Moreira Alayne, Forrest Edward, Lee James C, Paul Eldho, Yeung Meei, Grodski Simon, Serpell Jonathan W
Monash University Endocrine Surgery Unit, The Alfred Hospital, Melbourne, Victoria, Australia.
Department of Surgery, Monash University, Melbourne, Victoria, Australia.
ANZ J Surg. 2020 Sep;90(9):1733-1737. doi: 10.1111/ans.16166. Epub 2020 Aug 11.
There are many clinical associations and potential mechanisms of injury resulting in recurrent laryngeal nerve palsy (RLNP) after thyroidectomy. One possible cause of RLNP is focal intralaryngeal compression of the recurrent laryngeal nerve (RLN), which may be associated with the tracheal tube (TT). Therefore, we examined current RLNP rates to investigate potential associations, including intralaryngeal, airway, anaesthetic and anthropometric factors.
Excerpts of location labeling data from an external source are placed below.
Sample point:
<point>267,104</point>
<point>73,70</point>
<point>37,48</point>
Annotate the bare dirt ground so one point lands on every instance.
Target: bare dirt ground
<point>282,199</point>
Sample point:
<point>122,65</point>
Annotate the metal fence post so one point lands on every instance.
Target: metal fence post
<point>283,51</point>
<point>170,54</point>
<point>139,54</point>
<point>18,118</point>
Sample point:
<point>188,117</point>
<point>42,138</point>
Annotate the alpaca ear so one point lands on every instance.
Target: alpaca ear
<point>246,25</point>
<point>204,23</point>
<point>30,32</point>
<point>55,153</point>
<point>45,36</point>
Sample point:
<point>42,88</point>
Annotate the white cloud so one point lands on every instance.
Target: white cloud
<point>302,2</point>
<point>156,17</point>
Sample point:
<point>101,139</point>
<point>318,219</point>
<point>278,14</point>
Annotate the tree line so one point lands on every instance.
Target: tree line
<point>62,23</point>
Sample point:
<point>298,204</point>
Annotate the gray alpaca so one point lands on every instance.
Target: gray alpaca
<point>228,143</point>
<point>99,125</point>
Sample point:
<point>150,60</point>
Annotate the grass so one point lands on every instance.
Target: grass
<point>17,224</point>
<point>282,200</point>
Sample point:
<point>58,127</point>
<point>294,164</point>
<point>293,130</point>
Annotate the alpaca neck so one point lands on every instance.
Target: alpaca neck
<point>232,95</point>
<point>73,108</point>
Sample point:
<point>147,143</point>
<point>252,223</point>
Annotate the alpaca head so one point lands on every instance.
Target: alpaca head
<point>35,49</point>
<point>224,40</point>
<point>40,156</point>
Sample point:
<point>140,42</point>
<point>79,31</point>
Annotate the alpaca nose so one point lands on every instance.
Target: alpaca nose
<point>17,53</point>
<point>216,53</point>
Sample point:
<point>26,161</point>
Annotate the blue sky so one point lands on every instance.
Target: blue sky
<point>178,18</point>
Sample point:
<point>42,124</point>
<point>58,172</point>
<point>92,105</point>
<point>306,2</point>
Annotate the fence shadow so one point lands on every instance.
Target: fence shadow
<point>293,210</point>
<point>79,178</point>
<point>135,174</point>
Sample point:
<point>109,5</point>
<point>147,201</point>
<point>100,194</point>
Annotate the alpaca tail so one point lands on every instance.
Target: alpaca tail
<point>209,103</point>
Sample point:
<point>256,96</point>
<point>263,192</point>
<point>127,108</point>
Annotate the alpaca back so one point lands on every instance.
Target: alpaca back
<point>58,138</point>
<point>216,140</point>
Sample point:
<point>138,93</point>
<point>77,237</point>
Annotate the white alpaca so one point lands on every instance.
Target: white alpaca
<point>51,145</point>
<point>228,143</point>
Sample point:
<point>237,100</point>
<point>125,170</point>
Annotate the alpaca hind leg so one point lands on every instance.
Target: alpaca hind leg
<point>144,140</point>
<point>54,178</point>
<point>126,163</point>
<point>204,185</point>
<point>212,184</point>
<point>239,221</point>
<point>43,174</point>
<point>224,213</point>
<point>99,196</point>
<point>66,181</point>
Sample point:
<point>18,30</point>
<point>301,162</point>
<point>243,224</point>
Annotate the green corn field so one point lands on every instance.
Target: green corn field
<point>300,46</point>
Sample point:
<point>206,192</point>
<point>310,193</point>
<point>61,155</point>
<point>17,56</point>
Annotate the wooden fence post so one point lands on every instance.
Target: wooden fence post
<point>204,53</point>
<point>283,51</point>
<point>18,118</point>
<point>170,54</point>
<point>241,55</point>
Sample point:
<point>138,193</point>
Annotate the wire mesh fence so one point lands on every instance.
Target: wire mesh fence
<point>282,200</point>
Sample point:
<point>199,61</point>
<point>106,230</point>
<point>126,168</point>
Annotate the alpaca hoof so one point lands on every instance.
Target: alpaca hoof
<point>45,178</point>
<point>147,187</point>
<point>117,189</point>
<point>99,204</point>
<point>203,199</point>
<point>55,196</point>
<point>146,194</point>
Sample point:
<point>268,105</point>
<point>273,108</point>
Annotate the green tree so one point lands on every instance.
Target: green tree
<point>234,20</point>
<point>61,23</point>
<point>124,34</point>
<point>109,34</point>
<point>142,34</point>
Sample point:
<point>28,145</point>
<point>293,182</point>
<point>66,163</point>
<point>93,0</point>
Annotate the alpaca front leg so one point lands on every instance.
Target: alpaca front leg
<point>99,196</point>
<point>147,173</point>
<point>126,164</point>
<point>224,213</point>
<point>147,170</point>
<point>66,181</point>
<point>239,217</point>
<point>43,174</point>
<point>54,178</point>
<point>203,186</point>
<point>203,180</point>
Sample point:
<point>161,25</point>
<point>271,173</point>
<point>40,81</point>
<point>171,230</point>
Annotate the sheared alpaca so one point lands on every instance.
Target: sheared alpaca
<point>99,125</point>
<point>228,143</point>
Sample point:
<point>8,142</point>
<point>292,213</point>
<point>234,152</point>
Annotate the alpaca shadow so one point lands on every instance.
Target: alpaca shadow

We analysed 1003 patients undergoing thyroid surgery at The Alfred from 2010 to 2017, who had anatomically intact RLNs at the conclusion of thyroidectomy. All included patients underwent pre- and post-operative flexible nasendoscopy. The primary outcome was RLNP rate. We analysed potential associated factors including age, sex, operative time, surgical indication, pathology, American Society of Anaesthesiologists Physical Status, Mallampati scores, body mass index, intubation grade, TT size and specimen weight. The independent risk factors were identified by logistic regression analysis.
Overall, RLNP occurred in 83 patients (8.3%) of which one was permanent (0.1%). On univariate analysis, RLNP was associated with male sex (P = 0.02), and duration of surgery (P = 0.002). On multivariate analysis, both male sex (P = 0.047) and duration of surgery (P = 0.04) remained significant. Further, factors postulated to cause intralaryngeal compression of the RLN, including TT size, body mass index, intubation grade and Mallampati score, were not significantly associated with RLNP.
Our study showed a RLNP rate of 8.3%, and associations with longer operative duration, and male sex. Potential intralaryngeal factors were not identified.
甲状腺切除术后导致喉返神经麻痹(RLNP)的临床关联和潜在损伤机制众多。RLNP的一个可能原因是喉返神经(RLN)的局灶性喉内压迫,这可能与气管导管(TT)有关。因此,我们研究了当前的RLNP发生率,以调查潜在的关联因素,包括喉内、气道、麻醉和人体测量因素。
我们分析了2010年至2017年在阿尔弗雷德医院接受甲状腺手术的1003例患者,这些患者在甲状腺切除术后喉返神经解剖结构完整。所有纳入患者均接受了术前和术后的软性鼻内镜检查。主要结局是RLNP发生率。我们分析了潜在的相关因素,包括年龄、性别、手术时间、手术指征、病理、美国麻醉医师协会身体状况评分、马兰帕蒂评分、体重指数、插管分级、TT尺寸和标本重量。通过逻辑回归分析确定独立危险因素。
总体而言,83例患者(8.3%)发生RLNP,其中1例为永久性(0.1%)。单因素分析显示,RLNP与男性(P = 0.02)和手术时间(P = 0.002)有关。多因素分析显示,男性(P = 0.047)和手术时间(P = 0.04)仍然具有显著性。此外,推测导致RLN喉内压迫的因素,包括TT尺寸、体重指数、插管分级和马兰帕蒂评分,与RLNP无显著关联。
我们的研究显示RLNP发生率为8.3%,与手术时间延长和男性有关。未发现潜在的喉内因素。